By: Beth Rickers, Worthington Daily Globe
LUVERNE — Margaret Vegge is something of a curiosity at The Oaks senior complex where she lives.
“They get a charge out of me,” she said about her fellow residents. “I’m the oldest one, and here I am walking out to my car to go to work, and they’re all sitting there drinking coffee.”
Most people her age have been retired for three decades, but Margaret still reports for work six days a week.
On Sunday, Margaret will celebrate 95 years, and she continues to run her business, Renfro Variety, in downtown Luverne.
Born in 1915 on a farm in Rock County, Margaret was the middle child in a family of two girls and three boys. She attended rural school for eight years and high school in Luverne, graduating in 1933.
“Then I had one year of teacher’s training, which was very good,” she explained. “I was a teacher for 13 years in rural schools.”
At the same time her sister was getting married, Margaret determined to continue her education at Mankato Teachers College, so she quit teaching for what she thought would be a temporary period of time.
“I wanted to go on to more schooling, so I wanted a part-time job,” she said about how she came to apply at the variety store. “I thought I could work part-time at Christmas.”
The part-time gig, however, became full-time when one of her co-workers quit.
“Mrs. Renfro was a professional artist, a beautiful person,” recalled Margaret about her former employer, admiration obvious in her voice. “She told me, ‘You work here now, and you can start school next September.’”

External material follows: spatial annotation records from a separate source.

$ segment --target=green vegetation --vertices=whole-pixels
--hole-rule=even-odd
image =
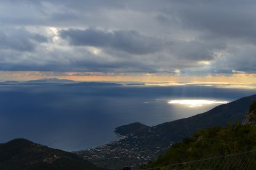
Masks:
[[[1,170],[102,170],[78,156],[23,139],[0,144]]]
[[[201,129],[192,137],[174,143],[164,155],[144,168],[161,167],[256,149],[256,127],[237,121],[225,128]]]
[[[249,112],[253,112],[253,114],[256,114],[256,101],[252,102],[250,107]]]

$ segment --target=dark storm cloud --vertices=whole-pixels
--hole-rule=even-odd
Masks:
[[[254,1],[10,0],[0,6],[2,70],[256,72]]]
[[[159,51],[160,42],[135,30],[114,30],[112,33],[89,28],[60,31],[60,36],[74,45],[110,47],[134,54],[146,54]]]
[[[39,34],[28,32],[25,29],[0,30],[0,48],[32,51],[36,43],[45,43],[47,39]]]

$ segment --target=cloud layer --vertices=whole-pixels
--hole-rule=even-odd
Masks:
[[[0,1],[0,70],[256,72],[253,1]]]

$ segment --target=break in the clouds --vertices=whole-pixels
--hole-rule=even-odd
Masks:
[[[0,1],[0,70],[255,73],[253,1]]]

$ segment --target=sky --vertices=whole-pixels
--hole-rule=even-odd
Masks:
[[[256,2],[0,0],[0,80],[256,83]]]

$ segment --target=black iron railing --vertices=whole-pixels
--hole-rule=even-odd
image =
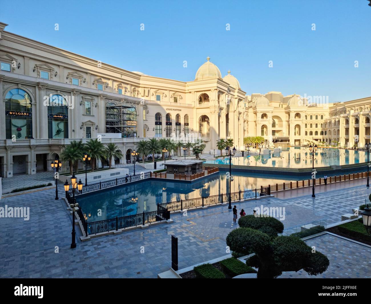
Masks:
[[[270,189],[269,187],[262,187],[260,189],[232,192],[230,194],[231,201],[236,202],[250,199],[255,199],[265,195],[269,195],[270,194]],[[193,208],[227,203],[229,201],[229,194],[226,193],[164,203],[160,204],[158,206],[168,209],[169,212],[176,211],[185,209],[191,209]]]
[[[139,180],[149,178],[150,177],[150,172],[146,172],[143,174],[137,174],[135,175],[131,175],[127,177],[119,177],[115,179],[106,180],[104,182],[99,182],[99,183],[96,183],[95,184],[91,184],[86,186],[83,186],[82,190],[78,194],[75,195],[83,194],[119,185],[123,185],[131,182],[135,182]],[[72,189],[70,189],[68,191],[70,196],[72,196]]]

The year was 1948, and Margaret so enjoyed her new career that she never departed for Mankato. She stayed on to become the store’s manager, and later its owner in 1965.
“The Renfros had four stores at one time, with managers for each of them,” she explained. “They kept selling them off, one at a time.”

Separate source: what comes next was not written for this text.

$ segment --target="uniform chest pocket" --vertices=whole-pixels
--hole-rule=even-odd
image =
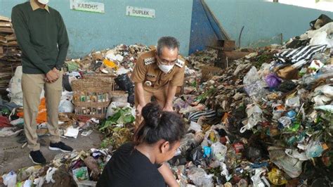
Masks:
[[[172,79],[171,74],[166,74],[161,75],[161,80],[163,82],[171,81]]]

Just as the name implies, Renfro’s Variety Store carries a hodgepodge of items.
“We sell a lot of embroidery work, embroidery floss,” Margaret listed. “There are people who come from Worthington to buy hairnets. They’ll buy 12 at a time because they say they can’t find them anywhere else. I guess they need them when they work in restaurants, kitchens, nursing homes. They just can’t get them.
“We sell a lot of ladies’ handkerchiefs and men’s handkerchiefs,” she continued, looking around the store at her vast inventory. “Buster Brown anklets. Lots of batting for quilts. Rit dye. A lot of tablecloth, the plastic lacy stuff and flannel-backed tablecloth. We do sell some gifts — 25th and 50th anniversary gifts. People say you can’t find those. Greeting cards. Knee-high stockings. If they know we have them, they’ll come for them, because they don’t know where else to get them.”
The vast array of goods available at Renfro Variety inspired an advertising slogan: “If Margaret doesn’t have it, you don’t need it.”
While there was a time when every town had such a variety store — sometimes referred to as a Five and Dime — today such enterprises are few and far between. But Margaret perseveres because she believes it fills a niche in the community.
“Business has been slow, and so many people have gone out of business,” she lamented about the small-town business atmosphere. “But I feel like I have to stay here for a while to keep Luverne going. I have to hang in here for a while. ”
Margaret continues to keep up her daily work routine, but admits that she has begun to slow down. She doesn’t always go in first thing in the morning and doesn’t put in such long days, relying on her help to fill in the gaps. Still, at least two days a week she’s the only one minding the store. A recliner set up in the back of the store gives Margaret a place to sit down in comfort and take an occasional nap after lunch.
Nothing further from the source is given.